Finance islamique : des ajustements juridiques pourraient en compliquer le démarrage

Quelques divergences entre les mécanismes participatifs et le droit conventionnel imposent la révision de textes comme le Dahir des obligations et contrats, le code de commerce et le code de recouvrement des créances publiques.

Cest une difficulté que l’on n’a pas vu venir dans le cadre de l’introduction de la finance participative au Maroc. Sur quelques points, la réglementation de ce futur compartiment pourraient être en contradiction avec un certain nombre de textes législatifs en vigueur, révèle Bank Al-Maghrib. L’institution en a pris conscience ces derniers mois à travers ses échanges avec le Secrétariat général du gouvernement lors de l’examen de projets de circulaires encadrant ce futur marché.

BAM s’est arrangée pour trouver des solutions à son niveau dans l’immédiat. Par exemple, l’institution a choisi d’écarter pour le moment le contrat Istina’a de la liste des solutions qui pourront être proposées par les futurs établissements participatifs. En effet, ce produit, par lequel une partie demande à une autre de lui fabriquer ou construire un ouvrage moyennant une rémunération payable d’avance, est similaire à un mécanisme, prévu par le Dahir des obligations et contrats, dont la réglementation n’a rien à voir avec les règles participatives.

Mais inévitablement il faudra revoir les textes de loi qui posent problème.
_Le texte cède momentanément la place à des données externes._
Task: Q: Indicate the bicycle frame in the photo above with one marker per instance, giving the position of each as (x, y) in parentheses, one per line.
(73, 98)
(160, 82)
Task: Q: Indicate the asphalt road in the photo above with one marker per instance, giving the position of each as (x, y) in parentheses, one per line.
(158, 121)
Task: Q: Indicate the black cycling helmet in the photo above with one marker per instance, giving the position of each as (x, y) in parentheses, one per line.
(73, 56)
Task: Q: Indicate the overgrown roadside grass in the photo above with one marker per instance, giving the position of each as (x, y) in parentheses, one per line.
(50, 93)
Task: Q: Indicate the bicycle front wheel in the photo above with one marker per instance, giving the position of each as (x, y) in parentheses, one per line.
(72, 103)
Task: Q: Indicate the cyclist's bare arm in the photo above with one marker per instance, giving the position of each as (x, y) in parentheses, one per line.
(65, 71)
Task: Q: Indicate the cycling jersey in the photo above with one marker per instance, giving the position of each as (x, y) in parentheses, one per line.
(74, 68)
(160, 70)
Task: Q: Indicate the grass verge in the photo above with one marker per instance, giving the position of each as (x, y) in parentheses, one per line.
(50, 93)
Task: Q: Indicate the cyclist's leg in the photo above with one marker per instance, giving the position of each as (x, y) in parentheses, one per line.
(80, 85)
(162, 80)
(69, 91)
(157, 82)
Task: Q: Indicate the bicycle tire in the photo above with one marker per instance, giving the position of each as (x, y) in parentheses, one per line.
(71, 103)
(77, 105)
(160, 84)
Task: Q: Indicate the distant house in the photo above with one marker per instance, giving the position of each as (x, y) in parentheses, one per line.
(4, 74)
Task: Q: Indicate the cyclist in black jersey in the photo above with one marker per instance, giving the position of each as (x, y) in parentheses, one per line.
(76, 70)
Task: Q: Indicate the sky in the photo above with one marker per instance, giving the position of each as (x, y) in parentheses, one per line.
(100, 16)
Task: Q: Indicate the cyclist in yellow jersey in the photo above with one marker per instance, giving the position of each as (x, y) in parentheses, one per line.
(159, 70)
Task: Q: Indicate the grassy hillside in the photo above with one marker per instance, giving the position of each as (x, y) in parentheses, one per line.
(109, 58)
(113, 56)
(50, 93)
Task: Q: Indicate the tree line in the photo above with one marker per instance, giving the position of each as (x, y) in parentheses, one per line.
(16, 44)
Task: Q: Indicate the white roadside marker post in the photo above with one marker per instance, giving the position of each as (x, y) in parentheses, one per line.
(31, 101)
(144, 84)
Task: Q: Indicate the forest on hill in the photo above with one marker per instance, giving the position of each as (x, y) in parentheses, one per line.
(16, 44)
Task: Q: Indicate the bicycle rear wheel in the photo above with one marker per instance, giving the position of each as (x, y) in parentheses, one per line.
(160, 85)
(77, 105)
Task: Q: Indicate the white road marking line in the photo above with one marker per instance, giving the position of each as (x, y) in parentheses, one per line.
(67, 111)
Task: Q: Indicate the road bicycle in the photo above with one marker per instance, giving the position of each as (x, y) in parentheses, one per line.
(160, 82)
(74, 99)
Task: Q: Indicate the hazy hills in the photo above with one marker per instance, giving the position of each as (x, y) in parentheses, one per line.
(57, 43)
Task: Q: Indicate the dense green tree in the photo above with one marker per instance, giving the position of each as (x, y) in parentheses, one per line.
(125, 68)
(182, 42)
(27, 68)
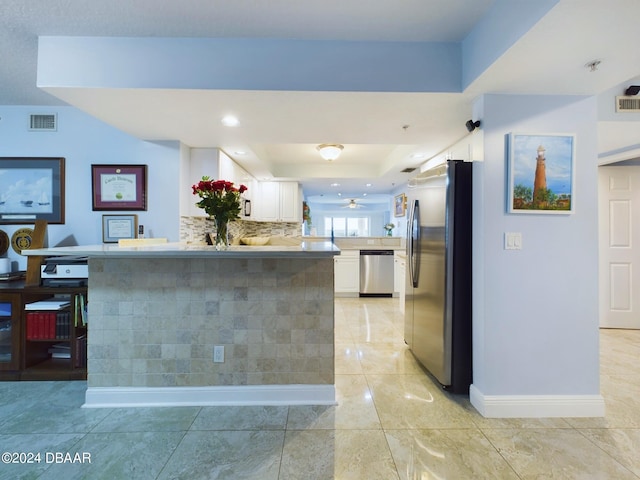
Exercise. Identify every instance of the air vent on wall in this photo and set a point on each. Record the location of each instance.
(628, 104)
(45, 122)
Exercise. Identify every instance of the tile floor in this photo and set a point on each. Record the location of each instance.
(391, 422)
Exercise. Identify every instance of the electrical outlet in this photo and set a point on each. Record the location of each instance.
(218, 354)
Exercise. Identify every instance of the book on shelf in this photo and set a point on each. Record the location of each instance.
(60, 350)
(49, 304)
(47, 325)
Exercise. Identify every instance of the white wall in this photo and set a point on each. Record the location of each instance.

Le chantier est consistant puisque les points problématiques se retrouvent dans des réglementations lourdes telles que la loi sur les sûretés réelles, le code de commerce, la loi formant code de recouvrement des créances publiques, la loi relative à la protection du consommateur…

Le démarrage des premiers établissements toujours prévu en 2017

Un autre point qui compromet l’introduction de la finance participative, et que l’on évoque étonnement très peu, porte sur la mise en place de l’assurance participative Takaful, qui doit se faire à travers la réforme du code des assurances. Celle-ci tarde à se concrétiser alors qu’il est simplement impossible de proposer des financements participatifs sans qu’ils soient adossés à des solutions Takaful, rappellent les équipes de BAM. Une autre évidence que l’on semble encore négliger est que des instruments de gestion de liquidité doivent être mis en place à l’avance afin que les futures banques participatives puissent se refinancer. Le gouvernement, qui a manifesté à plusieurs reprises son impatience quant à l’octroi d’agréments de banques participatives, a une part de responsabilité dans cette lacune. Il lui appartient en effet de mettre en place un programme d’émission de certificats de Sukuk souverains négociables sur le marché local, ce qui tarde à se faire jusqu’à présent. Néanmoins, BAM a adressé ces derniers jours une lettre au chef du gouvernement pour le sensibiliser sur la question, et l’on apprend qu’une opération est en train de prendre forme et pourrait se concrétiser très prochainement.

Avec tout cela, alors que BAM anticipe l’entrée en service des premiers établissements participatifs pour début 2017, il reste encore de nombreux ajustements à apporter au cadre fiscal de ce secteur pour parvenir à une neutralité fiscale. L’absence de celle-ci a pesé pour beaucoup dans l’échec des produits alternatifs de 2007.